Fear of the Chinese bosses who ran the operation not only permeated their workstations but in the dormitory where they slept.
“They told us ‘Whatever happens in the room, we are listening’,” she said, also telling how her co-workers were beaten when they failed to meet targets.
“They stopped them from working. They stopped them from coming to get food. They were not getting results. They were not bringing in the money they wanted. So they saw them as useless,” she said.
“They were torturing them every day.”
Khobby and Jojo said they were moved to act in case it was their turn next.
When they organised a strike to demand better treatment, their bosses brought in Laotian police and several of the strikers – including Jojo and Khobby – were taken to a police station where they were told they were sacked.
They were also told they would not be paid what was owed in wages and their overseers refused to give their passports back.
Khobby said he was left stranded without a passport and the police refused to help.
“This is not about only the Chinese people,” Khobby said. “Even in Vientiane, they have immigration offices who are involved. They are the ones giving the visas. When I got to Laos, it was the immigration officer who was waiting for me. I didn’t even fill out any form,” he said.
The international immigration checkpoint in the GTSEZ [Al Jazeera/Ali MC]
With help from the Ghanaian embassy, Khobby and Jojo were eventually able to retrieve their passports, and with assistance from family and friends, they returned home.

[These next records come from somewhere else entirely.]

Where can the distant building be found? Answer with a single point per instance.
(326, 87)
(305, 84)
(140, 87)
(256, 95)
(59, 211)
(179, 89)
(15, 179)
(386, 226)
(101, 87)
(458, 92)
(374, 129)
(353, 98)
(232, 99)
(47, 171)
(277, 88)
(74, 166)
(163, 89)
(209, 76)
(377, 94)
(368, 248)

The IJM’s Heintz, said that target countries for scammer recruitment – such as those in Africa – need better awareness of the dangers of trafficking.
“There needs to be better awareness at the source country level of the dangers associated with these jobs,” he said.
Reflecting on what led him to work up the courage to lead a strike in the scam centre, Khobby considered his childhood back in Ghana.
“I was a boy who was raised in a police station. My grandpa was a police commander. So in that aspect, I’m very bold, I have that courage. I like giving things a try and I like taking risks,” he said.
Jojo told Al Jazeera how she continues to chat online with friends who are still trapped in scam centres in Laos, and who have told her that new recruits arrive each day in the GTSEZ.
Her friends want to get out of the scam business and the economic zone in Laos. But it is not so easy to leave, Jojo said.